AWS Morning Brief

Whiteboard Confessional: The Day IBM Cloud Dissipated


Listen Later

About Corey Quinn

Over the course of my career, I’ve worn many different hats in the tech world: systems administrator, systems engineer, director of technical operations, and director of DevOps, to name a few. Today, I’m a cloud economist at The Duckbill Group, the author of the weekly Last Week in AWS newsletter, and the host of two podcasts: Screaming in the Cloud and, you guessed it, AWS Morning Brief, which you’re about to listen to.

Links

  • CHAOSSEARCH
  • @QuinnyPig


Transcript


Corey: Welcome to AWS Morning Brief: Whiteboard Confessional. I’m Cloud Economist Corey Quinn. This weekly show exposes the semi-polite lie that is whiteboard architecture diagrams. You see, a child can draw a whiteboard architecture, but the real world is a mess. We discuss the hilariously bad decisions that make it into shipping products, the unfortunate hacks the real-world forces us to build, and that the best to call your staging environment is “theory”. Because invariably whatever you’ve built works in the theory, but not in production. Let’s get to it.



This episode is sponsored in part by ParkMyCloud, fellow worshipers at the altar of turned out [BLEEP] off. ParkMyCloud makes it easy for you to ensure you're using public cloud like the utility it's meant to be. just like water and electricity, You pay for most cloud resources when they're turned on, whether or not you're using them. Just like water and electricity, keep them away from the other computers. Use ParkMyCloud to automatically identify and eliminate wasted cloud spend from idle, oversized, and unnecessary resources. It's easy to use and start reducing your cloud bills. get started for free at parkmycloud.com/screaming.

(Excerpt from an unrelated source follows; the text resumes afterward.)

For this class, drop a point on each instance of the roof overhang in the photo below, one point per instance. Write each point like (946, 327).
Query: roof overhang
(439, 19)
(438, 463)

Welcome to the AWS Morning Brief’s Whiteboard Confessional series. I am Cloud Economist Corey Quinn, and today's topic is going to be slightly challenging to talk about. One of the core tenants that we've always had around technology companies and working with SRE, or operations-type organizations is, full stop, you do not make fun of other people's downtime because today it's their downtime, and tomorrow it's yours. It's important. That's why we see the hashtag #HugOps on Twitter start to—well, not trend. It's not that well known but definitely happens fairly frequently when there's a well-publicized multi-hour outage that affects a company that people are familiar with. 



So, what we're going to talk about is an outage that happened several weeks ago for IBM Cloud. I want to point out some failings on IBM’s part but this is in the quote-unquote, “Sober light of day.” They are not currently experiencing an outage. They've had ample time to make public statements about the cause of the outage. And I've had time to reflect a little bit on what message I want to carry forward, given that there are definitely lessons for the rest of us to learn. HugOps is important, but it only goes so far, and at some point, it's important to talk about the failings of large companies and their associated response to crises so the rest of us can learn. 



Now, I'm about to dunk on them fairly hard, but I stand by the position that I'm taking, and I hope that it's interpreted in the constructive spirit that I intend it to. For background, IBM Cloud is IBM's purported hyperscale cloud offering. It was effectively stitched together from a variety of different acquisitions, most notable among them SoftLayer. I've had multiple consulting clients who are customers of IBM Cloud over the past few years, and their experience has been, to put it politely, a mixed bag. In practice, the invective that they would lobby against it would be something worse. 



Now, a month ago, something strange happened to IBM Cloud. Specifically, it went down. I don't mean that a service started having problems in a region. That tends to happen to every cloud provider, and it's important that we don't wind up beating them up unnecessarily for these things. No, IBM Cloud went down. And when I say that IBM Cloud went down, I mean, the entire thing effectively went off the internet. Their status page stopped working, for example. Every resource that people had inside of IBM Cloud was reportedly down. And this was relatively unheard of in the world of global cloud providers. 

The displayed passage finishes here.